ABSTRACT
Financing healthcare and achieve sustainable development goals by 2030 is the prime focus of many low-income and middle income countries. Improved public healthcare and reduce the burden of out-of-pocket health expenditure is the overarching public health policy objective across the Asia-Pacific region. This study examines the impact of fiscal capacity on health expenditure by controlling socio-economic factors in South-East Asia for the period of 1995–2013. We have employed a panel fixed effects regression model in order to capture country-level unobserved heterogeneity and macroeconomic policy changes in the health sector. Overall result shows that annual change in per capita government health expenditure (pooled financing) is influenced positively by the per capita income, fiscal capacity, ageing, and the prevalence of tuberculosis and rate of urbanization. The income elasticity of government health expenditure is less than one, which implies that the health expenditure is treated as a necessity for the public health providers. Overall empirical analysis concludes that pooled financing mechanism positively influenced by the size of fiscal capacity thereby the share of out-of-pocket health expenditure to total health expenditure declines over the period. The result suggests that the faster movement towards health financing transition would possible through the generation of fiscal capacity by improving public finance policies.
Declaration of conflicting interests
The author (s) declared no potential conflicts of interest with respect to the research, authorship, and/or publication of this article.
Notes
1 Health system includes all the activities whose primary purpose is to promote, restore or maintain health. In precisely health systems are not just concerned with improving people’s health but with protecting them against the financial costs of illness. The challenge facing governments in low-income countries is to reduce the regressive burden of out-of-pocket payment for health by expanding prepayment schemes, which spread financial risk and reduce the spectra of catastrophic health care expenditures [Citation2].
2 UHC provides assurance of health services to all needy people under three objectives such as equity in access, quality of health services and ensuring financial risk protection [Citation2].

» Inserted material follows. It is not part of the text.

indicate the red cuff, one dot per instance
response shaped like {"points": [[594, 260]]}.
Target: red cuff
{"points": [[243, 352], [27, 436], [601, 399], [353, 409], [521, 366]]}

3 Total health expenditure (THE) included both public and private expenditure on health both domestic and external agents. Government health expenditure from domestic sources (GHE) included government expenditure on health from general government revenue and payroll taxes. It excluded External funds channeled through governments. Out-of-pocket expenditure (OOPE) included payments for doctor’s consultation fees, medication, laboratory tests and hospital bills. It can be in the form of user charges in general or cost-sharing under insurance policies [Citation34].